Tauhaus war einer von einhundertachtundachtzig Distrikten, in die das Merdianische Reich unterteilt war. Jeder Distrikt wurde in Friedenszeiten von einem merdianischen Richter geleitet. Waren die Kolonien des Reiches in kulturellen und religiösen Belangen weitgehend autonom, war es an dem Richter, das merdianische Gesetz durchzusetzen. Es war das einzig gültige. Dem Richter fielen in seinem Distrikt mehrere Kolonien zu, auf denen mehrere Abgesandte des Richters – die Rechtsprecher – dem Gesetz Geltung verschafften. Die Rechtsprecher schlichteten alle Streitigkeiten in der ersten Instanz – der Distriktrichter war die letzte.

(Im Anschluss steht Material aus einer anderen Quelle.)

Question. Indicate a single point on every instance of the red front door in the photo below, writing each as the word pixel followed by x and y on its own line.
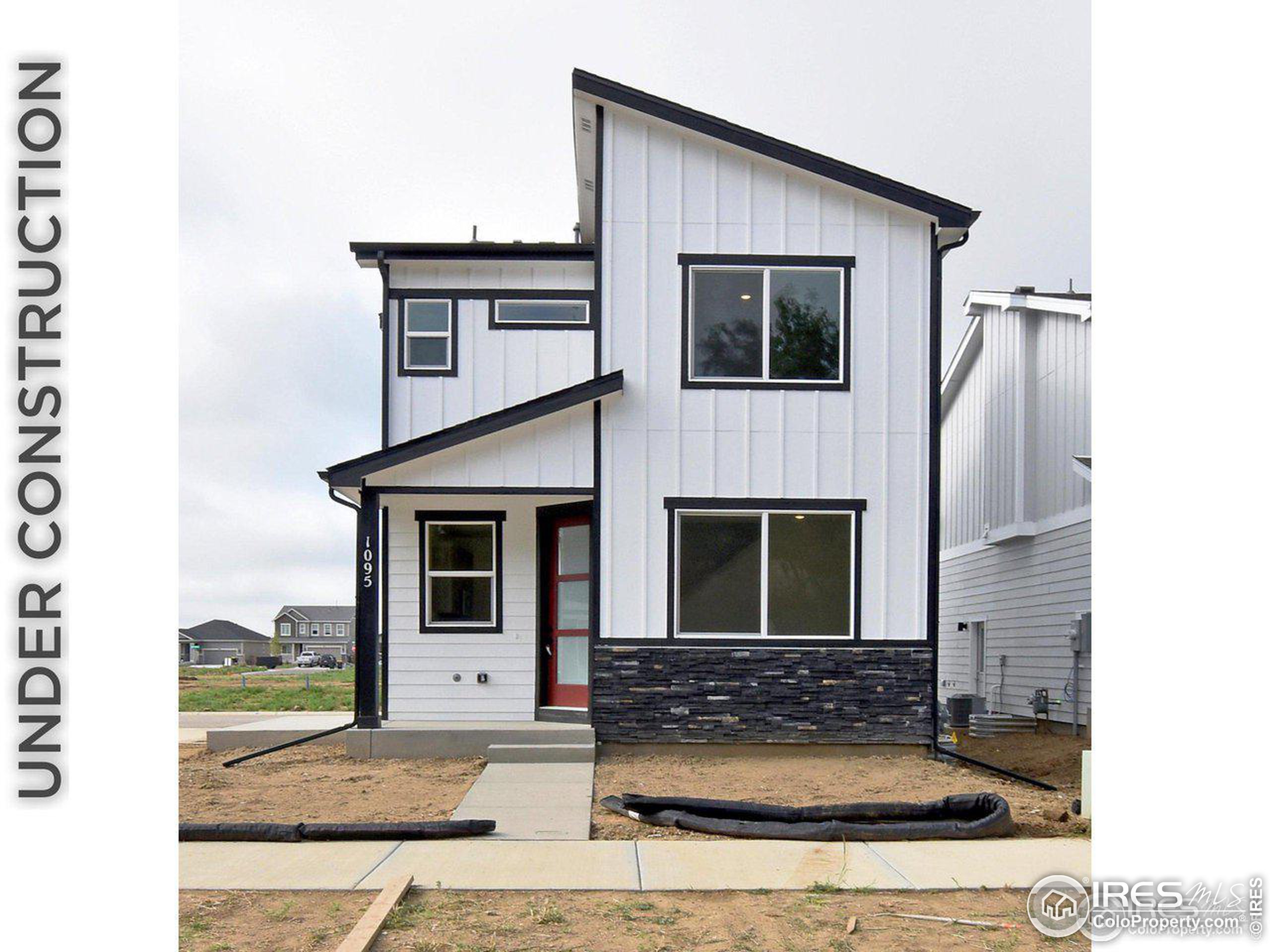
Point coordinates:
pixel 566 642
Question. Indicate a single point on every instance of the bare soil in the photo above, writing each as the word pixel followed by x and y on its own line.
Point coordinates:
pixel 615 922
pixel 319 785
pixel 803 780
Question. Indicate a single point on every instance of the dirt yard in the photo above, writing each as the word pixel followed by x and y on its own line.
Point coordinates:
pixel 614 922
pixel 802 780
pixel 319 783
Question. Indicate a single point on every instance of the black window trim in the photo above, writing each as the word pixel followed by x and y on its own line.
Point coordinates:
pixel 452 516
pixel 846 263
pixel 407 371
pixel 731 504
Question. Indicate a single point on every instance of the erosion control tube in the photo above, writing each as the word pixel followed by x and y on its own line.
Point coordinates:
pixel 307 832
pixel 958 817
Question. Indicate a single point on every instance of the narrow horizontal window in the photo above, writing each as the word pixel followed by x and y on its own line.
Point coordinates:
pixel 525 311
pixel 429 336
pixel 759 573
pixel 765 324
pixel 460 586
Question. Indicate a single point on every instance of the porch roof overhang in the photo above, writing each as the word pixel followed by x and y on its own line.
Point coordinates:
pixel 350 475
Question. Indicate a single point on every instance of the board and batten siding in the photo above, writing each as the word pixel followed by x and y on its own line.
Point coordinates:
pixel 1015 517
pixel 670 191
pixel 497 368
pixel 422 665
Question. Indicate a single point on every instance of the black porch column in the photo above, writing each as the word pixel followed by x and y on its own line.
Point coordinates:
pixel 366 708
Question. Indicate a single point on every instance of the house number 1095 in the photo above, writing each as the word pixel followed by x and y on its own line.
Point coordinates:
pixel 368 565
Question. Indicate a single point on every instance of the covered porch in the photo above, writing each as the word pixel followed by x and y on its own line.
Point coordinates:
pixel 475 568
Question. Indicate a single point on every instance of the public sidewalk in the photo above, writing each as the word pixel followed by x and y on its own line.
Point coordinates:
pixel 631 865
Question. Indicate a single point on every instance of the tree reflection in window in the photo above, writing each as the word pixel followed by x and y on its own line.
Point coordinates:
pixel 806 316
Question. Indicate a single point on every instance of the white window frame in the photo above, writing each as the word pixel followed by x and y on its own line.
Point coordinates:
pixel 501 301
pixel 844 323
pixel 762 573
pixel 430 573
pixel 407 334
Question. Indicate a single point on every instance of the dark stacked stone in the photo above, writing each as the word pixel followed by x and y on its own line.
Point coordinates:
pixel 761 695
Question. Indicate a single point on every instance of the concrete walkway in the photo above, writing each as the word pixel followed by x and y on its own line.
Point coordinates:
pixel 631 865
pixel 532 801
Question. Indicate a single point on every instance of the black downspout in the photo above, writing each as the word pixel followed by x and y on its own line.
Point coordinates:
pixel 366 708
pixel 933 574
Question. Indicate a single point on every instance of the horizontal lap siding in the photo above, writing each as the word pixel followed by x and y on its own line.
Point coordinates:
pixel 497 368
pixel 1029 593
pixel 670 192
pixel 421 665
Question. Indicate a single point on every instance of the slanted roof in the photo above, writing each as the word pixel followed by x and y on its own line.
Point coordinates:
pixel 351 473
pixel 947 212
pixel 368 252
pixel 221 630
pixel 319 613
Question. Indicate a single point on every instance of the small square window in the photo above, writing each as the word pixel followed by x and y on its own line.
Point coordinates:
pixel 461 572
pixel 429 336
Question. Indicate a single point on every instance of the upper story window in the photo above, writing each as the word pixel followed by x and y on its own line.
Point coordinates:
pixel 427 341
pixel 554 313
pixel 755 321
pixel 765 569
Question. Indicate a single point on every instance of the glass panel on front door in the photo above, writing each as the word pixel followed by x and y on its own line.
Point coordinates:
pixel 568 624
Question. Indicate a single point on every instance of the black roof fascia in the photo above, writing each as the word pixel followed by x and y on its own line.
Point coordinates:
pixel 474 250
pixel 949 214
pixel 350 474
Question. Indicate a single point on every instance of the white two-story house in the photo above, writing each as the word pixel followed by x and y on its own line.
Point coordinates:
pixel 677 479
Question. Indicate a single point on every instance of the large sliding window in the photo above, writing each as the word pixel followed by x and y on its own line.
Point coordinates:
pixel 763 569
pixel 461 572
pixel 778 321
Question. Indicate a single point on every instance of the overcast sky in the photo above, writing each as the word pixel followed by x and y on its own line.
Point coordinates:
pixel 308 125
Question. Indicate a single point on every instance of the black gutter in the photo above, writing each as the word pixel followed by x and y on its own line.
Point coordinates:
pixel 287 744
pixel 351 472
pixel 473 250
pixel 948 212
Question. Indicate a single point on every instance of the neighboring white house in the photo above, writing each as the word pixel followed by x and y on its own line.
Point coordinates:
pixel 674 479
pixel 1015 511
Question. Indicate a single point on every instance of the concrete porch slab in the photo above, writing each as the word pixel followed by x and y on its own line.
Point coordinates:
pixel 751 865
pixel 278 866
pixel 985 864
pixel 505 865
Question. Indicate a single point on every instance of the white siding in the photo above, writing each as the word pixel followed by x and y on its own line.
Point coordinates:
pixel 422 667
pixel 497 368
pixel 1028 593
pixel 1010 431
pixel 668 191
pixel 1014 424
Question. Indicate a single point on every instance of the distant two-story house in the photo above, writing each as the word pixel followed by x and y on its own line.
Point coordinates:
pixel 1015 611
pixel 677 479
pixel 219 642
pixel 328 630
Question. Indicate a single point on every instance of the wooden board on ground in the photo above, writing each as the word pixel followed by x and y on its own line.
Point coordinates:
pixel 368 928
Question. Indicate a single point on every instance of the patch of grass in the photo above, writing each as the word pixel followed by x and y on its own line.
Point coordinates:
pixel 281 914
pixel 548 914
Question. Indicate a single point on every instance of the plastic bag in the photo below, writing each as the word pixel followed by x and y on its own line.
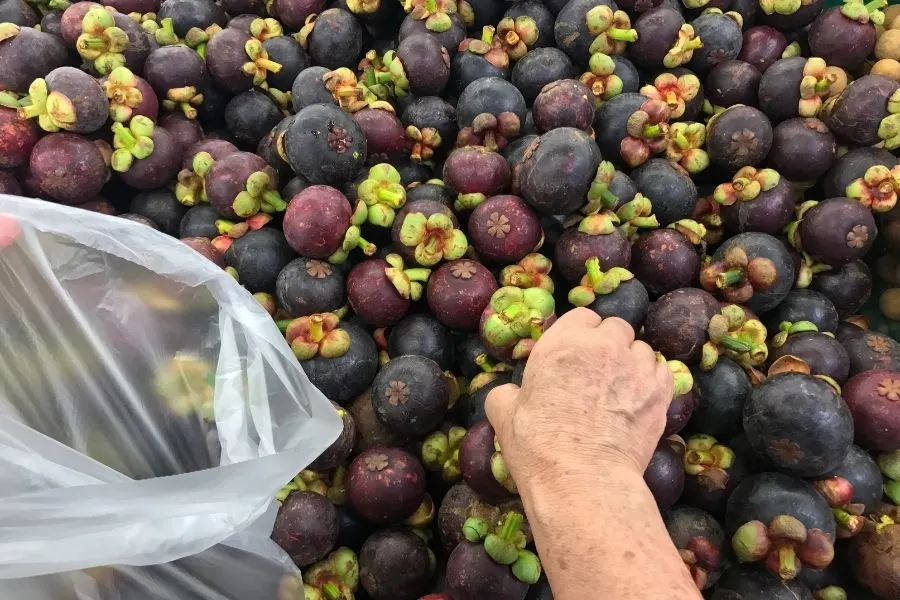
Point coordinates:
pixel 149 410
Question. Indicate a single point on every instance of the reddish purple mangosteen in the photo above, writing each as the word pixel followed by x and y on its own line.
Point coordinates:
pixel 385 485
pixel 504 229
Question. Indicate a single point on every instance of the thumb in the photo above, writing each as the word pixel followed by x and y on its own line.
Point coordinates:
pixel 499 407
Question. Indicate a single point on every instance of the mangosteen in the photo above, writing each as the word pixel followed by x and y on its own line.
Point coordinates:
pixel 324 145
pixel 676 323
pixel 259 256
pixel 664 260
pixel 754 269
pixel 740 136
pixel 475 172
pixel 385 485
pixel 664 40
pixel 422 335
pixel 863 113
pixel 762 46
pixel 834 231
pixel 669 187
pixel 395 564
pixel 69 99
pixel 68 168
pixel 411 395
pixel 557 170
pixel 799 422
pixel 720 394
pixel 27 54
pixel 458 293
pixel 161 207
pixel 848 286
pixel 490 112
pixel 307 286
pixel 700 541
pixel 665 475
pixel 306 527
pixel 539 68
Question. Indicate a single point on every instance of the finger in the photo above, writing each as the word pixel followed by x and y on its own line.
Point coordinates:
pixel 618 330
pixel 499 407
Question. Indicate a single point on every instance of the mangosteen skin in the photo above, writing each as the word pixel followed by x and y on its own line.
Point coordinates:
pixel 325 145
pixel 763 245
pixel 665 475
pixel 307 286
pixel 259 256
pixel 767 495
pixel 848 286
pixel 747 582
pixel 306 527
pixel 557 170
pixel 837 231
pixel 804 305
pixel 385 485
pixel 344 377
pixel 670 189
pixel 676 323
pixel 740 136
pixel 421 334
pixel 800 423
pixel 395 564
pixel 471 572
pixel 664 260
pixel 720 394
pixel 540 67
pixel 630 302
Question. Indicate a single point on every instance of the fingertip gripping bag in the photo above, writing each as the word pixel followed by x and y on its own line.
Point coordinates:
pixel 149 412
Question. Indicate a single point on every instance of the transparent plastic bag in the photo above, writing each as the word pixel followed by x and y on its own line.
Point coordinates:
pixel 149 409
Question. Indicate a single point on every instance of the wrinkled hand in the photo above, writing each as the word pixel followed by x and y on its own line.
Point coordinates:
pixel 591 398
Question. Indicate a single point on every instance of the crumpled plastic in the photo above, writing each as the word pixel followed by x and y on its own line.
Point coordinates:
pixel 149 412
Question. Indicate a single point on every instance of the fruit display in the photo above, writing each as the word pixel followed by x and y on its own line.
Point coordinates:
pixel 415 191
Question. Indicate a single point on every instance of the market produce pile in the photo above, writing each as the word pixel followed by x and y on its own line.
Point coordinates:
pixel 414 190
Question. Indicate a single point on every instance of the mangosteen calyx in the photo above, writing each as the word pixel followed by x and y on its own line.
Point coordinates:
pixel 515 319
pixel 132 141
pixel 434 238
pixel 532 271
pixel 736 278
pixel 785 545
pixel 440 453
pixel 701 557
pixel 877 188
pixel 849 516
pixel 54 110
pixel 407 282
pixel 435 13
pixel 382 194
pixel 517 35
pixel 676 91
pixel 635 215
pixel 601 78
pixel 334 578
pixel 317 335
pixel 123 94
pixel 491 131
pixel 747 184
pixel 647 133
pixel 101 42
pixel 596 282
pixel 708 461
pixel 741 339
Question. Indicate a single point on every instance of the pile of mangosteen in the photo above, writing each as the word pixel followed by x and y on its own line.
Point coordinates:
pixel 414 190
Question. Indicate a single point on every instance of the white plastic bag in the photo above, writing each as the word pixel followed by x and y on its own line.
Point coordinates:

Neben den rechtsprechenden Aufgaben, besaß der Richter auch weitgehende politische. Er war der höchste Zivilbeamte eines Distrikts, die Premierminister der Kolonien waren ihm Rechenschaft schuldig. Sein Wort entschied über das Wohl aller Kolonien seines Amtbereiches, waren sie nun freiwillig in das Merdianische Reich eingetreten oder okkupiert und befriedet worden.
Richterin Indra Fey war eine hagere Merdianerin von mittlerem Alter. Rotes Haar fiel in weichen Wellen über ihre Schultern, umrahmte ein helles sommersprossiges Gesicht. Gekleidet war sie in die schlichte organgefarbene Robe und das gleichfarbene Käppi ihres Standes.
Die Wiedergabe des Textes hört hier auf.